Great adventuring! I’ve been following and enjoying all your All The Adventures posts, but I’ve skipped the Voodoo Castle ones (even though I’m commenting here!) to avoid spoilers because it sounds like an intriguing game. I’m hoping I might even get round to playing it one day.
Thanks! The next Scott Adams game (The Count) has a really interesting setup so might be good to play as well.
This was the second text adventure I ever won (after Pirate Adventure, both on the TI-99/4A). I liked it much more, exactly because of the better story. It was also this game that made me realize that it would be good to have a parser that could understand more than two words per command. Figuring out how to give Count Cristo a lucky charm was difficult.

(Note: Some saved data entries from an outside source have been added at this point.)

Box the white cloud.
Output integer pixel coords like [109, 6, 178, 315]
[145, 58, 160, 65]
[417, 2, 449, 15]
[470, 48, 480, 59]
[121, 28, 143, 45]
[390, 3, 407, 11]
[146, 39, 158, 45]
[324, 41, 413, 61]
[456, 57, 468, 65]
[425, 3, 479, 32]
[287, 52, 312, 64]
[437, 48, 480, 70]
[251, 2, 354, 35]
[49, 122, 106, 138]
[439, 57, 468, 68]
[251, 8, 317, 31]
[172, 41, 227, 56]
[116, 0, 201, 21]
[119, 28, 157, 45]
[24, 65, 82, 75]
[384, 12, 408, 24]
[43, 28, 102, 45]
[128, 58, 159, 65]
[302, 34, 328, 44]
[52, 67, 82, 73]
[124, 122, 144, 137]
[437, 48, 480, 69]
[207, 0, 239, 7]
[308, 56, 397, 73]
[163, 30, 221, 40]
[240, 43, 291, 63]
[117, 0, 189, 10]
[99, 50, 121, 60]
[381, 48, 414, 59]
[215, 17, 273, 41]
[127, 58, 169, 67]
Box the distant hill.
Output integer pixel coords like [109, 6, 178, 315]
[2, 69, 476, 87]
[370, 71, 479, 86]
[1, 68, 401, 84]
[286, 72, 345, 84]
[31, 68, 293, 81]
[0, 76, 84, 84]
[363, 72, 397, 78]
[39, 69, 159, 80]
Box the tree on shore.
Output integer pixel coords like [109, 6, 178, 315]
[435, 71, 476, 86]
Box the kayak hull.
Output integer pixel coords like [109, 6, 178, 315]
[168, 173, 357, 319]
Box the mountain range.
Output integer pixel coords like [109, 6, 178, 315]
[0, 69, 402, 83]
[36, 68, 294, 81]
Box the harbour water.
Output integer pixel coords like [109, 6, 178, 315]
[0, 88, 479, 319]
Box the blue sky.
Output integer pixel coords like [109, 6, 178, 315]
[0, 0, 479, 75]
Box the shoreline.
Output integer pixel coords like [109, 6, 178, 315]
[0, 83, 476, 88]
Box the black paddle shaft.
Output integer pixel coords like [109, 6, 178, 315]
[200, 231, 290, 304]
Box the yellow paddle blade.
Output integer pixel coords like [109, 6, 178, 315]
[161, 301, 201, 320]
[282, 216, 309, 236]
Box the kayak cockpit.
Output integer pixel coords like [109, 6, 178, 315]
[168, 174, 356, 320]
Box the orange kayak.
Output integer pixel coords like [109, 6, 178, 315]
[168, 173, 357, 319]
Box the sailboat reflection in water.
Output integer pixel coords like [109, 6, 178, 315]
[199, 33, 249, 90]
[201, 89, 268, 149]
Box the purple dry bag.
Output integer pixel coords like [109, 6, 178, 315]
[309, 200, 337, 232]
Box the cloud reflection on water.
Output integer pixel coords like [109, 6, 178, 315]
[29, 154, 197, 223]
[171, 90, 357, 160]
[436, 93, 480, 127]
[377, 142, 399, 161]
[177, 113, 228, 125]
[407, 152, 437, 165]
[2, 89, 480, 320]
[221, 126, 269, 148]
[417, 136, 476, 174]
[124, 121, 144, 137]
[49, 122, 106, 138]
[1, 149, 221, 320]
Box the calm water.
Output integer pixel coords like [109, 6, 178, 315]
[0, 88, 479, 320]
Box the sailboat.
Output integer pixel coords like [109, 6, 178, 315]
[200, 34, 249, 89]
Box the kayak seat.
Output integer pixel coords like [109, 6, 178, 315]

This is a circumstance where playing games in chronological order helped; Secret Mission had the same issue where you had to BREAK WINDOW and then type WITH RECORDER but the game was very explicit about the syntax in that case.
Definitely the two word parser was showing its cracks even at the time.
I’m guessing the randomly captialized A’s might be a side effect of the machines they developed the adventures on.
Both the original Apple II, and the TRS-80 Model I, were uppercase-only. (The TRS-80 Model III, which I think Jason’s emulators are modeled on, has both upper and lowercase — but it didn’t come along until the middle of 1980.) You could still TYPE lowercase letters on these early machines in some circumstances, and this would give you a different ASCII code if you were typing text, but both uppercase and lowercase ASCII letter codes were rendered on the screen in uppercase. So an “A” and an “a” both looked like “A” and you couldn’t tell them apart.
If Alexis had done some of the text coding on one of these uppercase-only computers, she would’ve had to control upper-vs-lowercase by holding down the Shift key at the right time and hoping the computer read her input correctly, because she wouldn’t have gotten any visual feedback.
trs80gp wasn’t out yet when I played this.
These days I usually use trs80gp set in Model III mode but I have done a little in Model I (like Domes of Kilgari, the “sequel” to Death Dreadnaught).